The chairman of the U.S. Joint Chiefs of Staff, Adm. Mike Mullen, said that although the timing was hard to predict, the eventual ouster of Qaddafi and his family from power "is certain."

McCain praised Libya's rebels as his "heroes."

Rebels in the western city of Misrata, besieged by Qaddafi troops for nearly two months, raised their tricolor flag atop an eight-story building in celebration after driving pro-government snipers out of it and neighboring buildings Thursday.

The building commands a strategic view of the central part of Libya's third-largest city and the key main thoroughfare of Tripoli Street, and the snipers had terrorized residents and pinned down rebel fighters.

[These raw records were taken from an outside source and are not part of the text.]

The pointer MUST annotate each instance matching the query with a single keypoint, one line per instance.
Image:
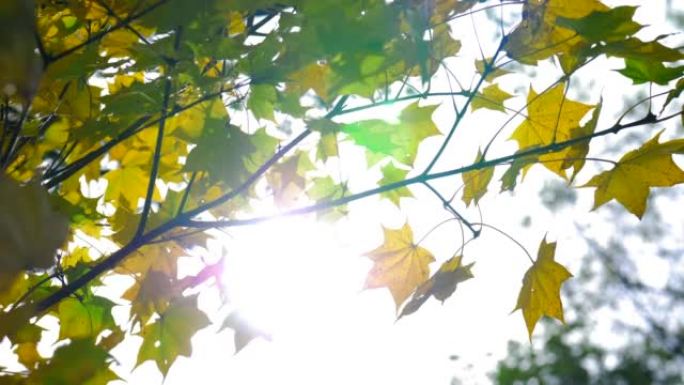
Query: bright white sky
(301, 279)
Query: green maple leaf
(492, 97)
(169, 336)
(84, 319)
(400, 140)
(80, 362)
(392, 174)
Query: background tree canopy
(145, 126)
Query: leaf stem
(509, 237)
(447, 206)
(147, 205)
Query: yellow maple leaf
(539, 36)
(400, 264)
(476, 181)
(441, 285)
(551, 118)
(630, 180)
(540, 293)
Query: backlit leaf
(400, 140)
(441, 285)
(551, 118)
(476, 182)
(642, 71)
(169, 336)
(399, 264)
(540, 293)
(630, 180)
(492, 97)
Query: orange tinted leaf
(399, 264)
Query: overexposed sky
(301, 279)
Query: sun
(283, 274)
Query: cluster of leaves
(143, 98)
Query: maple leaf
(169, 336)
(538, 36)
(540, 293)
(476, 182)
(399, 264)
(80, 362)
(441, 285)
(551, 118)
(84, 318)
(630, 180)
(399, 141)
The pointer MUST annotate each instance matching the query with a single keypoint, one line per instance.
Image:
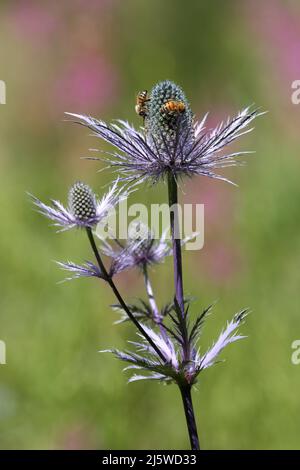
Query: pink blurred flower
(87, 84)
(32, 20)
(277, 28)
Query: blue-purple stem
(178, 284)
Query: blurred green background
(92, 57)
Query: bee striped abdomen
(141, 100)
(173, 106)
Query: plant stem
(178, 283)
(190, 416)
(109, 280)
(177, 257)
(157, 318)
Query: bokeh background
(92, 57)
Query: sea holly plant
(171, 145)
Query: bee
(141, 100)
(173, 106)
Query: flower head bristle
(163, 121)
(82, 201)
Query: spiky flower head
(84, 209)
(176, 368)
(141, 249)
(82, 202)
(171, 142)
(168, 111)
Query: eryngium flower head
(84, 209)
(175, 368)
(171, 142)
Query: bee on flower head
(141, 106)
(173, 107)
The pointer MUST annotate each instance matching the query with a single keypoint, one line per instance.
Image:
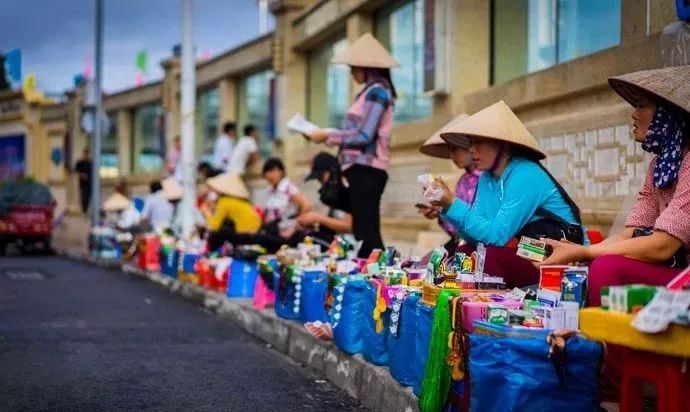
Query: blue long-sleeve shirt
(503, 205)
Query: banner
(12, 157)
(13, 62)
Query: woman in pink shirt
(654, 246)
(364, 138)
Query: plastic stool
(665, 372)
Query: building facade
(549, 60)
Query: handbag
(551, 226)
(333, 193)
(679, 260)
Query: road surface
(74, 337)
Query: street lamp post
(98, 116)
(188, 91)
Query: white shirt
(278, 204)
(244, 147)
(157, 210)
(128, 218)
(222, 151)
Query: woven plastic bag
(313, 297)
(425, 319)
(349, 325)
(242, 279)
(515, 374)
(401, 345)
(374, 347)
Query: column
(124, 141)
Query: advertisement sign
(12, 157)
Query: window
(148, 136)
(255, 107)
(207, 122)
(531, 35)
(328, 83)
(400, 28)
(109, 155)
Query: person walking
(245, 152)
(85, 173)
(222, 150)
(364, 137)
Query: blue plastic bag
(374, 347)
(515, 374)
(401, 347)
(188, 262)
(425, 320)
(169, 261)
(313, 296)
(347, 332)
(242, 278)
(285, 297)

"Spirits are high but the military situation is still unknown," said one rebel who spoke on condition of anonymity because he feared retaliation. "The rebels easily entered yesterday, so it was clear that the Qaddafi forces quickly withdrew."

Hundreds of people have been killed as government forces have attacked the rebel-held city, with NATO's air campaign largely unable to strike at the attackers because of their proximity to civilians. The deployment of Predator drones could be more effective. U.S. Marine Gen. James Cartwright said the drones "are uniquely suited for urban areas," with their ability to fly lower and counteract the pro-Qaddafi forces' tactic of traveling in civilian vehicles that are difficult to distinguish from those of rebel forces.

The first Predator mission since President Obama's go-ahead was flown Thursday, but the aircraft -- armed with Hellfire missiles -- turned back due to poor weather conditions without firing any of its munitions, Cartwright said.

McCain, one of the strongest proponents in Congress of the U.S. military intervention in Libya, said he was in Benghazi "to get an on-the-ground assessment of the situation" and planned to meet with the rebel National Transition Council, the de facto government in the eastern half of the country, and members of the rebel military.

"They are my heroes," McCain said of the rebels as he walked out of a Benghazi hotel. A few Libyans waved American flags as his vehicle drove past.

McCain, the top Republican on the Senate Armed Services Committee, is the highest level American official to visit the rebel-held east, giving a boost to the anti-Qaddafi forces. Details of the trip were shrouded in secrecy due to heightened security in a country fiercely divided by the two-month-old anti-Qaddafi rebellion.

Invoking the humanitarian disasters in Rwanda and Bosnia in the 1990s, McCain pressed for U.S. military intervention in Libya in February, weeks before the U.N. Security Council authorized military action to protect civilians and impose a no-fly zone.

When Obama acted with limited congressional consultation, McCain -- who was the 2008 Republican presidential contender running against Obama -- defended the president, saying he couldn't wait for Congress to take even a few days to debate the use of force. If he had, "there would have been nothing left to save in Benghazi," the rebels' de-facto capital.

But as the U.S. handed operational control over to NATO -- and withdrew U.S. combat aircraft -- McCain criticized the administration.

"For the United States to withdraw our unique offensive capabilities at this time would send the wrong signal," McCain said. He said the U.S. must not fail in Libya and said he spoke as someone experienced in a lost conflict, a reference to his time as a prisoner of war in Vietnam, where he served as a Navy pilot.

McCain also has pushed for arming the rebels, saying the U.S. and its partners cannot allow Qaddafi to consolidate his hold on one section of the country and create a military deadlock.

Also Friday, a fourth ship chartered by the International Organization for Migration is leaving Benghazi to evacuate stranded migrant workers and wounded civilians from Misrata.

The latest voyage, which will also bring 160 tons of food, medical supplies, tents and mattresses to residents trapped in the city by the fighting, follows three earlier evacuations of more than 3,100 people from Misrata on another IOM-chartered vessel, the Ionian Spirit.

The Associated Press contributed to this report.